Lecture 3: Ligand docking (DiffDock) - exercise: get docking from DiffDock colab, find interacting atoms and visualize docking

### 1. Lecture: Needleman-Wunsch algorithm

In this exercise, we want to align two sequences obtained from fasta files

In [11]:
# numpy is a library providing a lot of numerical mathematical functionalities
# here we only use it to store stuff in matrices
import numpy as np

# we create a new class that will be used to define substitution matrices
class SubstitutionMatrix:
  """Read, store and analyse substitution matrices, default = BLOSUM62"""

  # this is the constructor function! When you create a new instance of type
  # Substitution Matrix, this function gets called. By default it reads in
  # the provided file: blosum62.txt... you can create your own matrix if
  # you like ;)
  def __init__(self, data_file: str = "blosum62.txt"): # takes datafile downloaded from adam
    """ Constructor function for the SubstitutionMatrix class
    Parameters
    ----------
    data_file : string
        Filename of the substitution matrix to read in, must contain 21 lines,
        with the first line containing the 20 amino acid one letter codes,
        by default reads the blosum62.txt matrix in the current folder
    """
    
    # read all the lines from the file at once  ('r' = read)
    with open(data_file,'r') as fh:
      data = fh.readlines()

    # the size of subsitution matrices must be 20x20
    # the first line of the file gives the amino acid one letter codes
    # which gives a total of 21 lines in the file
    if len(data) != 21:
      err = "Expected exactly 21 lines in matrix file!"
      err += " One line defining the amino acid one letter codes and "
      err += "20 lines defining the substitution matrix"
      raise RuntimeError(err)    

    # get the amino acid one letter codes
    self.one_letter_codes = data[0].strip()

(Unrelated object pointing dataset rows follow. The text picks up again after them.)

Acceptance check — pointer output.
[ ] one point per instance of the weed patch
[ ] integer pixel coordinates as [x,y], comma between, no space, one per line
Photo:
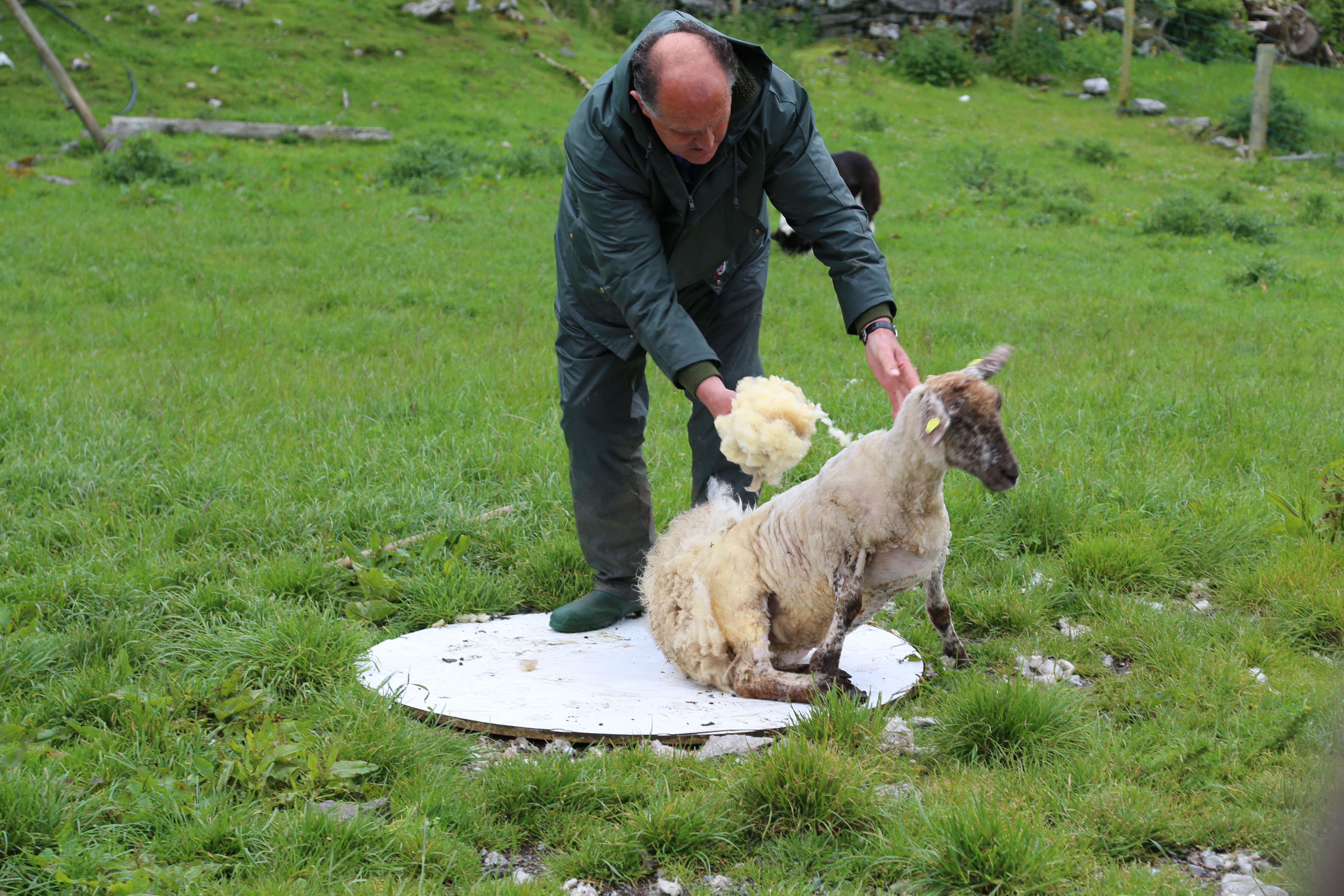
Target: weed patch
[806,786]
[979,851]
[1000,723]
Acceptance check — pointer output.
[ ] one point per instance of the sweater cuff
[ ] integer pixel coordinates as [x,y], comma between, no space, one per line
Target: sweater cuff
[690,378]
[885,309]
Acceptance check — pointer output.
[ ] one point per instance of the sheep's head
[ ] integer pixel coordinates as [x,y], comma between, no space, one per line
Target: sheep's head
[960,412]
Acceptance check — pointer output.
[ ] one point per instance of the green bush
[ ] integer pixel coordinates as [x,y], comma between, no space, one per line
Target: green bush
[1003,723]
[422,166]
[978,850]
[1096,152]
[1267,269]
[937,58]
[1190,215]
[140,159]
[1287,127]
[1318,209]
[1030,53]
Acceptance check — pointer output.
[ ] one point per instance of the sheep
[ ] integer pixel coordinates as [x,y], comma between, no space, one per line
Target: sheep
[758,604]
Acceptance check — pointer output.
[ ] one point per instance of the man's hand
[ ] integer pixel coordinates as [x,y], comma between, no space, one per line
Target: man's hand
[892,366]
[717,397]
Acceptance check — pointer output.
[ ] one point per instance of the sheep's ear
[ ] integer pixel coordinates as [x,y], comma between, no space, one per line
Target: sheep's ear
[983,369]
[933,418]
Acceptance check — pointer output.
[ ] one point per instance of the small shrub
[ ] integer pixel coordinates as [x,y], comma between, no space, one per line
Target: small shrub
[978,170]
[1318,209]
[140,160]
[1096,152]
[1119,561]
[422,166]
[1189,215]
[1250,226]
[1030,53]
[527,162]
[1066,209]
[980,850]
[866,119]
[804,786]
[1267,271]
[1002,723]
[937,58]
[1287,127]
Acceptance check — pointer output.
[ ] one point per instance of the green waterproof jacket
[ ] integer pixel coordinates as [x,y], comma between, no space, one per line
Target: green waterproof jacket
[631,234]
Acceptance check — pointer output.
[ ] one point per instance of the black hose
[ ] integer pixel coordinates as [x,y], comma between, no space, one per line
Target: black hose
[135,88]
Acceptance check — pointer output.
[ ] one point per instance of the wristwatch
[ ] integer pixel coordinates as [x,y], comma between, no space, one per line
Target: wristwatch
[876,326]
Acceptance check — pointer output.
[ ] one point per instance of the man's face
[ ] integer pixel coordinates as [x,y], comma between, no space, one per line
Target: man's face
[694,98]
[693,132]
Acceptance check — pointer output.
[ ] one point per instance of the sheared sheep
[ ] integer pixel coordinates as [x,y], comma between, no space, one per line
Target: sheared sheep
[758,604]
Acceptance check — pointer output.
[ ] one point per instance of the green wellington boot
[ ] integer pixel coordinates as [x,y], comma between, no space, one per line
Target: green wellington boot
[595,610]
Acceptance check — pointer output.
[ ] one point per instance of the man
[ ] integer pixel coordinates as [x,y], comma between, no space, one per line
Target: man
[662,251]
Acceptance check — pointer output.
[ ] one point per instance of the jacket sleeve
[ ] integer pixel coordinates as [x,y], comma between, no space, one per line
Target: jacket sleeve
[627,256]
[804,185]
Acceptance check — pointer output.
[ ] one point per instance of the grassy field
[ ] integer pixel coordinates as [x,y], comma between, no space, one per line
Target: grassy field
[206,387]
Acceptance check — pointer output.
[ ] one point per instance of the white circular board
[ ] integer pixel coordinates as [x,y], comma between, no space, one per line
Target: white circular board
[612,684]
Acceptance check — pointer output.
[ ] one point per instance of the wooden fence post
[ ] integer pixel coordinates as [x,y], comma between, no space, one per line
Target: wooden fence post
[1265,56]
[1127,52]
[58,72]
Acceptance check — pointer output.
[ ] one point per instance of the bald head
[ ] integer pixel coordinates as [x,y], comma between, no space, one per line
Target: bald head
[683,80]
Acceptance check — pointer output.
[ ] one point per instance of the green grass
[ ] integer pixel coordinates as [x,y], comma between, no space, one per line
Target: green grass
[209,387]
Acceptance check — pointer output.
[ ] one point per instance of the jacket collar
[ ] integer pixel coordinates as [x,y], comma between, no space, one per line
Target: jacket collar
[745,108]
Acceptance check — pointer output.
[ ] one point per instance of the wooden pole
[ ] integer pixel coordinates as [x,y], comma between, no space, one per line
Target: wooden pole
[1127,53]
[1265,56]
[58,72]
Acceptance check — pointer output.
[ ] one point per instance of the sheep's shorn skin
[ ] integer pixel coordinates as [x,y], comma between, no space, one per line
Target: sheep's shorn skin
[758,604]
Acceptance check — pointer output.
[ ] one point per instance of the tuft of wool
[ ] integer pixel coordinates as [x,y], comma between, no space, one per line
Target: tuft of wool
[771,428]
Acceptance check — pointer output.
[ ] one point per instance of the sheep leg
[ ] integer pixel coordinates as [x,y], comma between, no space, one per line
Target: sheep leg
[826,661]
[940,615]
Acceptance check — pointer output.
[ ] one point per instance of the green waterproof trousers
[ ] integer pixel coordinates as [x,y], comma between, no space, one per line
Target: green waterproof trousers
[605,405]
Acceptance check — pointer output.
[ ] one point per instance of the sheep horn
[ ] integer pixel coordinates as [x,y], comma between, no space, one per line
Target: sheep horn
[986,367]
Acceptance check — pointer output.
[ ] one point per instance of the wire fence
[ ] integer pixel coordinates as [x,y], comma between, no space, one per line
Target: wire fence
[1212,74]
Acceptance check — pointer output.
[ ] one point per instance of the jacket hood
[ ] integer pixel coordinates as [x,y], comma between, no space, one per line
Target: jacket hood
[753,76]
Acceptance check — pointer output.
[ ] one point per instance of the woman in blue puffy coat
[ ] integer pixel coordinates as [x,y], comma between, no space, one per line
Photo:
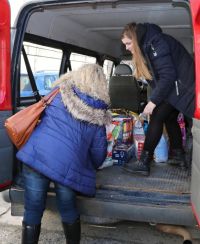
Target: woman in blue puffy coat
[66,147]
[163,63]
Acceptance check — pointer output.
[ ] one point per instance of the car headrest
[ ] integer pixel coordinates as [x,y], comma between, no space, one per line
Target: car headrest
[123,69]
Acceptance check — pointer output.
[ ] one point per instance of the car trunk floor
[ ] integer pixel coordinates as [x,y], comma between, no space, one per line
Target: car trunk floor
[164,178]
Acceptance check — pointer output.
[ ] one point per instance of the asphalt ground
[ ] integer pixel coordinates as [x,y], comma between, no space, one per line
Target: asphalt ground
[120,233]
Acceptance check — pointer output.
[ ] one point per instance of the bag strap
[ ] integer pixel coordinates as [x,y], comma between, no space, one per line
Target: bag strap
[49,98]
[31,77]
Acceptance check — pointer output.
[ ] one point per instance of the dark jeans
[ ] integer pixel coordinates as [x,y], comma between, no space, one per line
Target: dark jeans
[36,188]
[163,114]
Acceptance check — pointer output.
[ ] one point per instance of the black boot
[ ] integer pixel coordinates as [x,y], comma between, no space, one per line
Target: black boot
[30,233]
[142,166]
[177,157]
[72,232]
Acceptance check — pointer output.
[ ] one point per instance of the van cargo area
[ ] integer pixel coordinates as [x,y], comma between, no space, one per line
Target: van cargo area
[93,28]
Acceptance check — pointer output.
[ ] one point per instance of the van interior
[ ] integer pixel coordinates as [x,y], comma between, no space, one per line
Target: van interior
[78,32]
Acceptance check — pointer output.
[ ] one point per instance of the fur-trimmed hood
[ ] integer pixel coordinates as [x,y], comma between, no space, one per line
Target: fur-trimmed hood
[83,106]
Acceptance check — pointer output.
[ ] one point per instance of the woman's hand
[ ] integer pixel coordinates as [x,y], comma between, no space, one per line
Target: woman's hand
[148,110]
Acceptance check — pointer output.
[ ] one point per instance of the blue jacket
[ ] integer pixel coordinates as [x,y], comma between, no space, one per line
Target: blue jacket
[67,148]
[172,68]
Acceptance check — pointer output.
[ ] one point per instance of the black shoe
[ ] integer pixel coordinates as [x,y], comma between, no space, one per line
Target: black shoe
[142,166]
[72,232]
[177,158]
[30,233]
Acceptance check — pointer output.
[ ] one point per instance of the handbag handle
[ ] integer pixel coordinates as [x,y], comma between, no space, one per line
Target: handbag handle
[48,98]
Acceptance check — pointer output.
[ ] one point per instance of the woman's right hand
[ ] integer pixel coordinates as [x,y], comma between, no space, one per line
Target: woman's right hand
[148,110]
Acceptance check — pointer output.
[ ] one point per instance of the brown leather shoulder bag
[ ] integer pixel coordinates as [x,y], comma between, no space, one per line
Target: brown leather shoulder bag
[20,125]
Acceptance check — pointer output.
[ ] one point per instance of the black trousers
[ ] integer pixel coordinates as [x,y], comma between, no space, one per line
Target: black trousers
[163,114]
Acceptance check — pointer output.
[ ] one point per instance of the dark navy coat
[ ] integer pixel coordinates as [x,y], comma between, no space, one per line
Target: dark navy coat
[172,68]
[66,149]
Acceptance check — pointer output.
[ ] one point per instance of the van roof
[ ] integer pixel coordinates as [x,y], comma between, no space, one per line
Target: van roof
[97,25]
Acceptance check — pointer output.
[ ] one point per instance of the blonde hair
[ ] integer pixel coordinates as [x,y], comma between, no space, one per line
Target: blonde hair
[90,79]
[141,70]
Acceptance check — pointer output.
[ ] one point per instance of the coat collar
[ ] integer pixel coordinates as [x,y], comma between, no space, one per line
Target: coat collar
[83,106]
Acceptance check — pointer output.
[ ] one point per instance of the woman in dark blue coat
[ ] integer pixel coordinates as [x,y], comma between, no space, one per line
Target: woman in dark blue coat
[66,147]
[168,68]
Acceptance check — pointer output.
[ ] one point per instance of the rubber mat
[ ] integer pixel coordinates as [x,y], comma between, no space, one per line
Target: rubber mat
[163,178]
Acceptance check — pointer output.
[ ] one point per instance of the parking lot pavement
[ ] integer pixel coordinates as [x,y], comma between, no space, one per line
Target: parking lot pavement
[121,233]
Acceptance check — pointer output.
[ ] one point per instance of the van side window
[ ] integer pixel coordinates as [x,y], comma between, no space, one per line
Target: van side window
[77,60]
[107,68]
[45,65]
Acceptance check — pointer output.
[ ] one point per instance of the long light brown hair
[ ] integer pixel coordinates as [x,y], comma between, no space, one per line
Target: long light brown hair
[140,67]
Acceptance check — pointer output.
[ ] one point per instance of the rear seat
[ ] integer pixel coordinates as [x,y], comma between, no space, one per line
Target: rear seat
[125,91]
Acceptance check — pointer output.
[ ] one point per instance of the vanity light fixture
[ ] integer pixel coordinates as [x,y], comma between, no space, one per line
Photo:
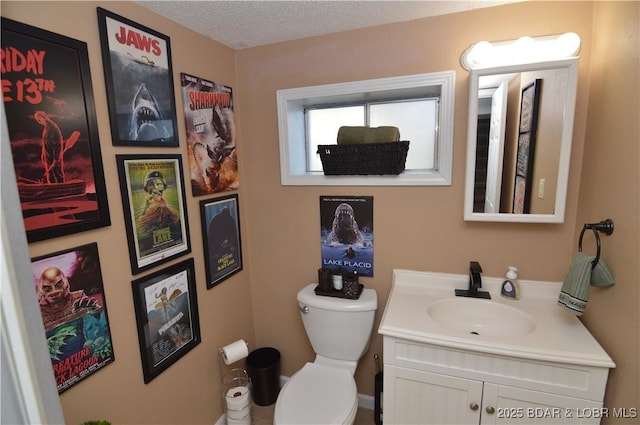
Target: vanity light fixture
[524,50]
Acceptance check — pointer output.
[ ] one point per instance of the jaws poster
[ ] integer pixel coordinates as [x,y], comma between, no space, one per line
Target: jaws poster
[139,79]
[346,233]
[211,135]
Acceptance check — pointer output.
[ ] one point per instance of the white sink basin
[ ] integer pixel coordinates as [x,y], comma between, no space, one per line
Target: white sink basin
[481,317]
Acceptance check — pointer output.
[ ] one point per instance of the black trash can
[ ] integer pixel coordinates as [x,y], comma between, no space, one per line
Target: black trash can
[263,366]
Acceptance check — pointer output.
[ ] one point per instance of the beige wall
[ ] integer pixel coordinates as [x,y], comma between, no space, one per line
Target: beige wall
[188,391]
[416,227]
[610,188]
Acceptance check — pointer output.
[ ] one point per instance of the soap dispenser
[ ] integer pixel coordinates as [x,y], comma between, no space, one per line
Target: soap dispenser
[511,287]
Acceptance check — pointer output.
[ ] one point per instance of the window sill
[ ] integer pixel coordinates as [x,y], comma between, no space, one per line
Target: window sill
[407,178]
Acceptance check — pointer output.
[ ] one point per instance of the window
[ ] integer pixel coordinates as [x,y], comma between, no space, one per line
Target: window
[416,119]
[421,106]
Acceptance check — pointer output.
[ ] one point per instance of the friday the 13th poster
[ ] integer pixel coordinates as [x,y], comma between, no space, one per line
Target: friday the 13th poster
[48,100]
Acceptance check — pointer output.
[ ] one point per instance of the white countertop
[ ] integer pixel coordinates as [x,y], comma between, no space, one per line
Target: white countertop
[558,335]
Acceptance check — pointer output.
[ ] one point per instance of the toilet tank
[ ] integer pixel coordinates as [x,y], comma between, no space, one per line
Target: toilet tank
[338,328]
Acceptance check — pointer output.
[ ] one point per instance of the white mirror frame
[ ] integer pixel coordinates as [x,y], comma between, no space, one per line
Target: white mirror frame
[565,150]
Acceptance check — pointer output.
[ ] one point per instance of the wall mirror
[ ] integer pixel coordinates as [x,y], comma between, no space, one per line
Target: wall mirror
[519,141]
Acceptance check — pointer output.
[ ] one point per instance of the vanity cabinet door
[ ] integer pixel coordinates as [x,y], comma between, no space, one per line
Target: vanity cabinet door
[418,397]
[509,405]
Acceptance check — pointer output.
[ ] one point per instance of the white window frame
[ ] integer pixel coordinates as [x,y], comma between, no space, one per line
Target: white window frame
[291,127]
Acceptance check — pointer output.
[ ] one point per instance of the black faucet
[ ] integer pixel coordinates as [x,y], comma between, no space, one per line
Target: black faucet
[475,282]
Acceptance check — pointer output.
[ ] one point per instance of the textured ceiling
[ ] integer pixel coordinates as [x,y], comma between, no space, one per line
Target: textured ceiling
[242,24]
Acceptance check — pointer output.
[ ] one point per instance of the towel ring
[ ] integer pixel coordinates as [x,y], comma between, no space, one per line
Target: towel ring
[605,226]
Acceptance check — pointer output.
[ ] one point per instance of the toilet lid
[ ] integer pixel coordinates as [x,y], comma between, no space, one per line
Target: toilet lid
[317,394]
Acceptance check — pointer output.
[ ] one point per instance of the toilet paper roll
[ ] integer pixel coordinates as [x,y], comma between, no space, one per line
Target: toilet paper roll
[235,351]
[237,398]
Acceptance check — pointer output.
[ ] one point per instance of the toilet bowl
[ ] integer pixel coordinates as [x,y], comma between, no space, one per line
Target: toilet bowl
[324,392]
[317,394]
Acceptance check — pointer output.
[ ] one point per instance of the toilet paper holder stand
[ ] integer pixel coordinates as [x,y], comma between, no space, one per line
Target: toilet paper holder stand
[222,363]
[240,412]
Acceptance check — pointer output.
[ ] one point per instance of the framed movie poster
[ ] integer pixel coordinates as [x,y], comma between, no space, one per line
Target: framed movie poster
[221,228]
[139,81]
[74,313]
[525,159]
[155,210]
[53,132]
[211,142]
[166,309]
[346,234]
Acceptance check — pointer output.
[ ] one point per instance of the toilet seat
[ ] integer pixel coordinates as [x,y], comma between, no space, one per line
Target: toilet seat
[317,394]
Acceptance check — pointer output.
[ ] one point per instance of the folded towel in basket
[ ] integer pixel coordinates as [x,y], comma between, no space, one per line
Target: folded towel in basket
[348,135]
[574,293]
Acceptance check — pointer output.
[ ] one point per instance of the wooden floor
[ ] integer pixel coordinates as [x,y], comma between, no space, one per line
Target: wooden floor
[263,415]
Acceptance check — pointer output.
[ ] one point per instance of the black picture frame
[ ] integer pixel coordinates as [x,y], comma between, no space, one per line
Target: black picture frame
[53,132]
[220,219]
[139,82]
[156,218]
[525,157]
[168,323]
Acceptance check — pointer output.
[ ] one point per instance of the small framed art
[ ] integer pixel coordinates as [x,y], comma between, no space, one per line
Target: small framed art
[155,210]
[166,308]
[221,230]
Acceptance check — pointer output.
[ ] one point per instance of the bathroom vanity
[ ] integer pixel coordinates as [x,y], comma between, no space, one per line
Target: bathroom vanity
[455,360]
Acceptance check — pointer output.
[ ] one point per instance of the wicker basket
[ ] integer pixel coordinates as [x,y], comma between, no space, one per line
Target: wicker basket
[364,159]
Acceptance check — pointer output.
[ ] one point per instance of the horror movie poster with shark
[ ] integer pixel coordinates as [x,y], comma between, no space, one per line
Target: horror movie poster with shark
[346,233]
[70,293]
[208,111]
[139,80]
[48,101]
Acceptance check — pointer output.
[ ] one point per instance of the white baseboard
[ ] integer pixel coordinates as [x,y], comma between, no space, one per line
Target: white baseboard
[364,402]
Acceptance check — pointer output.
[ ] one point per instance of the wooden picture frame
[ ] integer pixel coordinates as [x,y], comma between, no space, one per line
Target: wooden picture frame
[222,243]
[166,309]
[155,208]
[53,132]
[139,81]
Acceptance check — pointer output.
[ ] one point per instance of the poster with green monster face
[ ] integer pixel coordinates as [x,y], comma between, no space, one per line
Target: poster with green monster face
[74,313]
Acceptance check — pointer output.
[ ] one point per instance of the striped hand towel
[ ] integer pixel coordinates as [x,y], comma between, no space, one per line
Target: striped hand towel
[574,293]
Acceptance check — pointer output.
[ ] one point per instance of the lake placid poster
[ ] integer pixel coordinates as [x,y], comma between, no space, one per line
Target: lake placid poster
[346,232]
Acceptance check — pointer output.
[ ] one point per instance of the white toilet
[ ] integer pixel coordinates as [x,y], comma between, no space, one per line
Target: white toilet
[324,392]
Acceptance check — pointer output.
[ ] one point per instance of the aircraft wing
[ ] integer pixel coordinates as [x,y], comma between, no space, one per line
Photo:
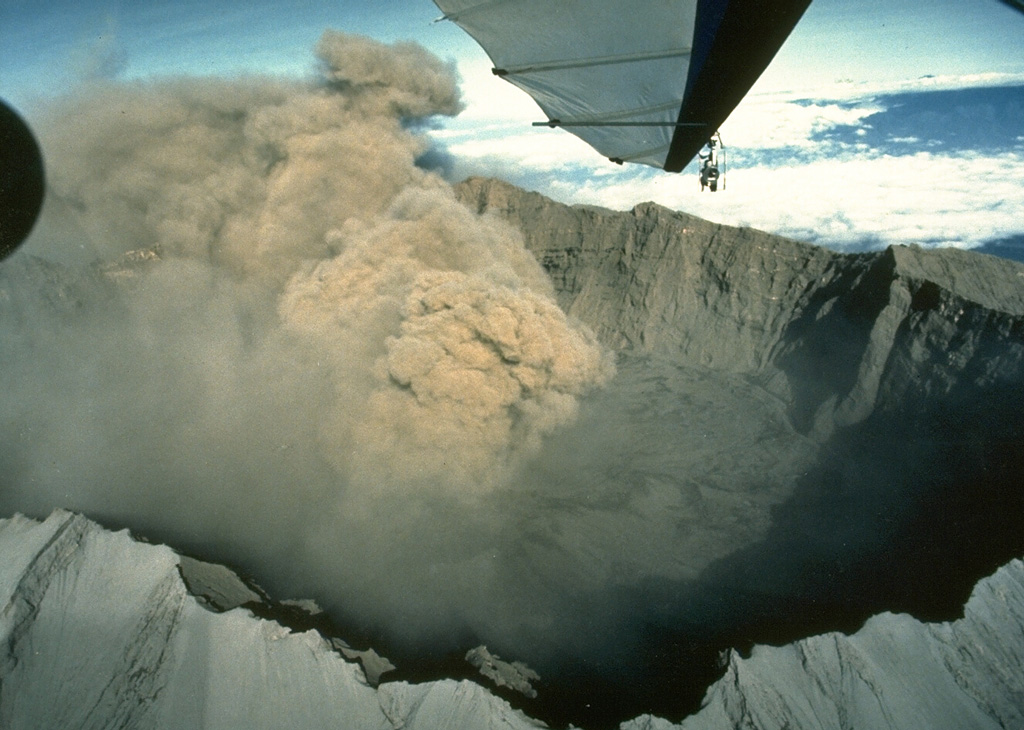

    # check that 20 amino acids are defined
    if len(self.one_letter_codes) != 20:
      err = "First line must contain exactly 20 letters representing "
      err += "the amino acids!"
      raise RuntimeError(err)

    # initialize the substitution matrix with zeros
    self.matrix = np.zeros((20,20))

    # fill in the matrix by reading the file line by line
    # note that range returns a vector starting at 0 to the integer in argument - 1 
    for i in range(20):
      data_line = data[1+i].split()
      if len(data_line) != 20:
        raise RuntimeError("Each data line must contain exactly 20 elements!")
      for j in range(20):
        self.matrix[(i,j)] = int(data_line[j])


  # The function where you can extract the score for a specific amino acid substitution...
  # e.g. mat.get_score('W', 'A')
  def get_score(self, aa_one: str, aa_two: str):
    """ Extract the substitution score for two amino acids from the substitution matrix
    Parameters
    ----------
    aa_one : string
        One letter amino acid code
    aa_two : string
        One letter amino acid code
    Returns
    -------
    self.matrix[(idx_one,idx_two)] : float
        Substitution matrix entry for the substitution of amino acid one and amino acid two,
        note that the matrices are symmetric, so get_score(aa_one, aa_two) is equal to get_score(aa_two, aa_one)
    """

    # get the indices of the amino acids in the matrix
    idx_one = self.one_letter_codes.find(aa_one)
    idx_two = self.one_letter_codes.find(aa_two)

    if idx_one == -1:
      raise RuntimeError("aa_one must be one of: " + self.one_letter_codes)
    
    if idx_two == -1:
      raise RuntimeError("aa_two must be one of: " + self.one_letter_codes)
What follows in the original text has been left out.